A page from Oct 1914 House Accounts, Norman Nicholson of Richmond, Quebec.
I have 50 years of Household Accounts for the Nicholson Family of Richmond, 1883 to 1921 and in those years, not that much changed with respect to what they bought and how much they spent.
I'm assuming there was wartime inflation, so I scanned two pages from October 1914 and two from November 1918.
For the story, Diary of a Confirmed Spinster, about Edith Nicholson in 1910, the follow up toThreshold Girl about Flora, I am using the Household Accounts to tell the story of her childhood.
This morning I had a bowl of Harvest Crunch. I haven't eaten that for years. My husband found it on sale at Costco. That product was one of the first pseudo health foods. I could look it up, but I'm pretty sure I ate it in the late 70's. I think it is pretty fattening. It has coconut oil.. but I don't think that is as bad for you as previously thought. I mean the Thai's live on it.
I usually eat Bon Matin 14 grain toast for breakfast with multi berry jam.

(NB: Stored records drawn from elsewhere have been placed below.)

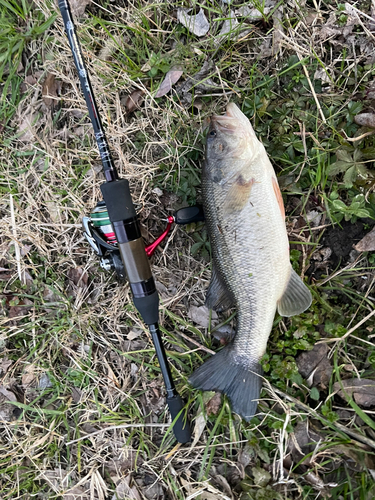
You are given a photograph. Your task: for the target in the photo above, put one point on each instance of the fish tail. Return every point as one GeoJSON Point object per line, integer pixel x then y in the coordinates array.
{"type": "Point", "coordinates": [225, 373]}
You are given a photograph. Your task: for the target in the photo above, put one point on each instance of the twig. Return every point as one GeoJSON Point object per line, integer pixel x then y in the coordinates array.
{"type": "Point", "coordinates": [186, 337]}
{"type": "Point", "coordinates": [17, 250]}
{"type": "Point", "coordinates": [115, 427]}
{"type": "Point", "coordinates": [312, 88]}
{"type": "Point", "coordinates": [354, 139]}
{"type": "Point", "coordinates": [349, 331]}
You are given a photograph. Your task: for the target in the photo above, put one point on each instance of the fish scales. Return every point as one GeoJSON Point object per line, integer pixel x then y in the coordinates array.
{"type": "Point", "coordinates": [250, 251]}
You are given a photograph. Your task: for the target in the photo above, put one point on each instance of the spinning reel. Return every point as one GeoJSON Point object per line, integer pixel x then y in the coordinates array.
{"type": "Point", "coordinates": [99, 233]}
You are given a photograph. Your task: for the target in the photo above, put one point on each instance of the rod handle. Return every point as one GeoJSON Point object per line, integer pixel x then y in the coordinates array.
{"type": "Point", "coordinates": [188, 215]}
{"type": "Point", "coordinates": [181, 428]}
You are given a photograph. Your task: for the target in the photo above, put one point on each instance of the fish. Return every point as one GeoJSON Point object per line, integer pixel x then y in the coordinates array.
{"type": "Point", "coordinates": [251, 269]}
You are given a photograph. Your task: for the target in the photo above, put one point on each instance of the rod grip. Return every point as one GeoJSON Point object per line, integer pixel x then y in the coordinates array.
{"type": "Point", "coordinates": [63, 4]}
{"type": "Point", "coordinates": [181, 428]}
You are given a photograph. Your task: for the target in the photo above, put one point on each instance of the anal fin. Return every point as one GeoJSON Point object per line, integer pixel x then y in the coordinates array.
{"type": "Point", "coordinates": [296, 298]}
{"type": "Point", "coordinates": [218, 297]}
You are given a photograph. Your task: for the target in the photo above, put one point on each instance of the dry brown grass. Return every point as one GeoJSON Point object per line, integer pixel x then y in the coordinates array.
{"type": "Point", "coordinates": [74, 353]}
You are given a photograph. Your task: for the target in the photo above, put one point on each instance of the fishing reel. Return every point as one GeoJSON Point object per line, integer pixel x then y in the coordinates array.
{"type": "Point", "coordinates": [99, 233]}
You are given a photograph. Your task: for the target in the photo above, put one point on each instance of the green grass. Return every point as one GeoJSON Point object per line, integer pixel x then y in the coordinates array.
{"type": "Point", "coordinates": [77, 358]}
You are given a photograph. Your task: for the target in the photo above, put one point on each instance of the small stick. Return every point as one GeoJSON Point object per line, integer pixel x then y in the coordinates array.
{"type": "Point", "coordinates": [349, 331]}
{"type": "Point", "coordinates": [16, 245]}
{"type": "Point", "coordinates": [354, 139]}
{"type": "Point", "coordinates": [115, 427]}
{"type": "Point", "coordinates": [202, 347]}
{"type": "Point", "coordinates": [312, 88]}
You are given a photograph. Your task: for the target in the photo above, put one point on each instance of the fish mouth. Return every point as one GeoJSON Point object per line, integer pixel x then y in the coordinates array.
{"type": "Point", "coordinates": [225, 123]}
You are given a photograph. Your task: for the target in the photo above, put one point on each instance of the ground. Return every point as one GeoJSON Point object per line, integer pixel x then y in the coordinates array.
{"type": "Point", "coordinates": [82, 404]}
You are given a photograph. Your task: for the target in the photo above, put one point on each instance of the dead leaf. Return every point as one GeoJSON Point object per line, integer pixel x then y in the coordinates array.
{"type": "Point", "coordinates": [362, 390]}
{"type": "Point", "coordinates": [315, 366]}
{"type": "Point", "coordinates": [5, 364]}
{"type": "Point", "coordinates": [213, 405]}
{"type": "Point", "coordinates": [28, 376]}
{"type": "Point", "coordinates": [254, 14]}
{"type": "Point", "coordinates": [367, 243]}
{"type": "Point", "coordinates": [78, 7]}
{"type": "Point", "coordinates": [125, 491]}
{"type": "Point", "coordinates": [199, 81]}
{"type": "Point", "coordinates": [302, 442]}
{"type": "Point", "coordinates": [78, 280]}
{"type": "Point", "coordinates": [199, 426]}
{"type": "Point", "coordinates": [195, 23]}
{"type": "Point", "coordinates": [134, 100]}
{"type": "Point", "coordinates": [6, 409]}
{"type": "Point", "coordinates": [365, 120]}
{"type": "Point", "coordinates": [49, 90]}
{"type": "Point", "coordinates": [170, 79]}
{"type": "Point", "coordinates": [201, 315]}
{"type": "Point", "coordinates": [53, 210]}
{"type": "Point", "coordinates": [20, 309]}
{"type": "Point", "coordinates": [229, 27]}
{"type": "Point", "coordinates": [25, 129]}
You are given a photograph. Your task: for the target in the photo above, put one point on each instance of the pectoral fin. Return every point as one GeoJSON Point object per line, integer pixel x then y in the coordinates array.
{"type": "Point", "coordinates": [218, 297]}
{"type": "Point", "coordinates": [296, 298]}
{"type": "Point", "coordinates": [238, 194]}
{"type": "Point", "coordinates": [279, 196]}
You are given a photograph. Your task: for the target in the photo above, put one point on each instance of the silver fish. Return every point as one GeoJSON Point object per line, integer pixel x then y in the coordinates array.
{"type": "Point", "coordinates": [251, 268]}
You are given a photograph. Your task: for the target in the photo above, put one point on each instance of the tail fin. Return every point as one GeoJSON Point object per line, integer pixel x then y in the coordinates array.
{"type": "Point", "coordinates": [241, 383]}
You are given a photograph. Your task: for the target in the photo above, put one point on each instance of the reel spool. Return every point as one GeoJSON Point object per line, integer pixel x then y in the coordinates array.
{"type": "Point", "coordinates": [99, 233]}
{"type": "Point", "coordinates": [100, 220]}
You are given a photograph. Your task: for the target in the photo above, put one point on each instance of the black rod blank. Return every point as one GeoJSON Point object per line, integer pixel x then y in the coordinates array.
{"type": "Point", "coordinates": [117, 196]}
{"type": "Point", "coordinates": [110, 171]}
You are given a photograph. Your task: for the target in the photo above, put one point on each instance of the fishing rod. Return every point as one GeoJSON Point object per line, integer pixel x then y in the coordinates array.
{"type": "Point", "coordinates": [113, 232]}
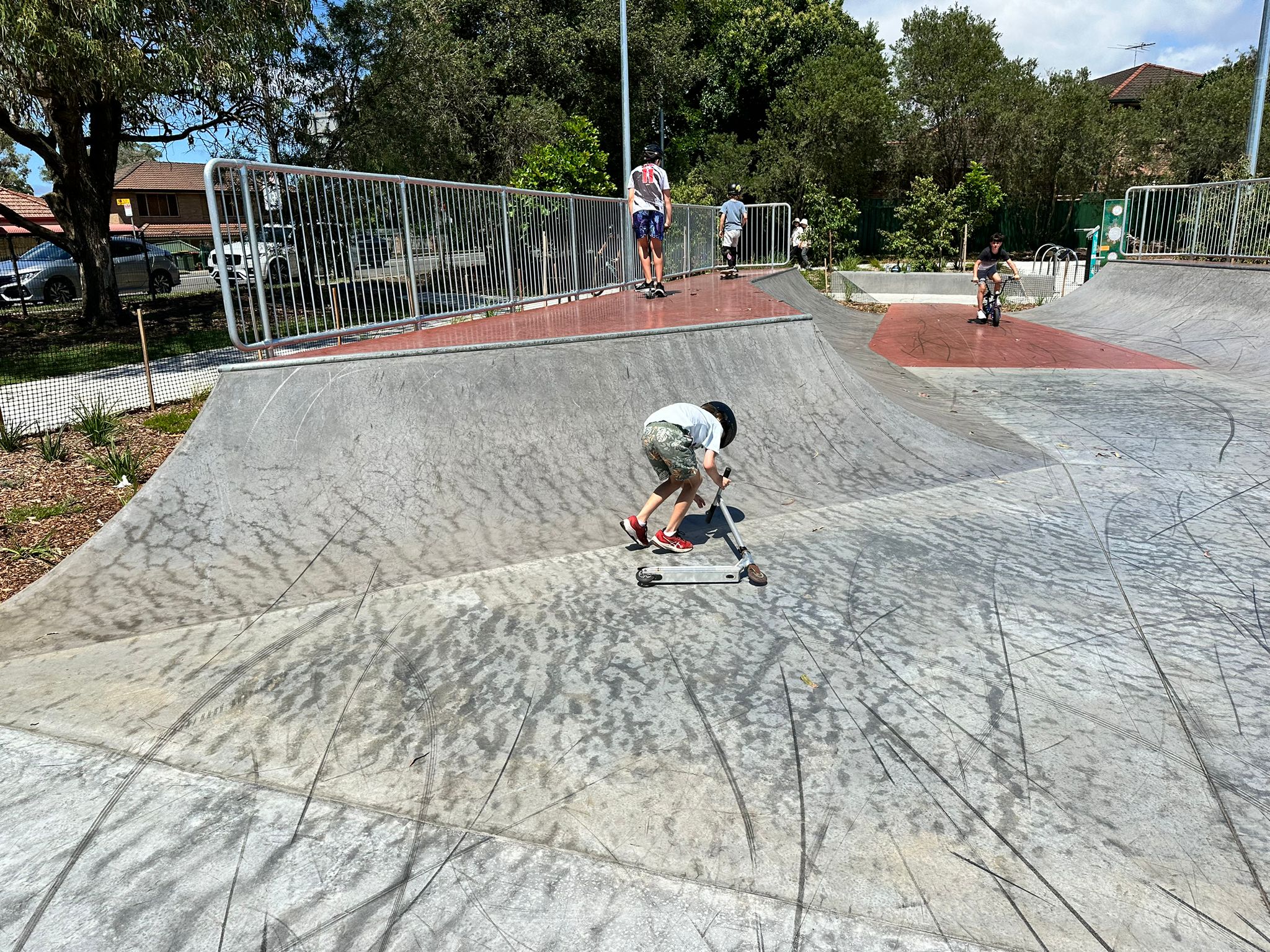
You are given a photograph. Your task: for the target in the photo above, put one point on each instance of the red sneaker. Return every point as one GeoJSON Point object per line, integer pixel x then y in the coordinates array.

The short of it is, we still eat 'by habit' but new products are being introduced every day. Not the case back then, although that era saw the birth of a number of iconic products that became favorites over the century, thanks to heavy advertising. As I wrote in an earlier post, Crisco was invented in 1911, but they tried to get Margaret Nicholson to use it in 1916. Likely because butter had risen in price due to the war.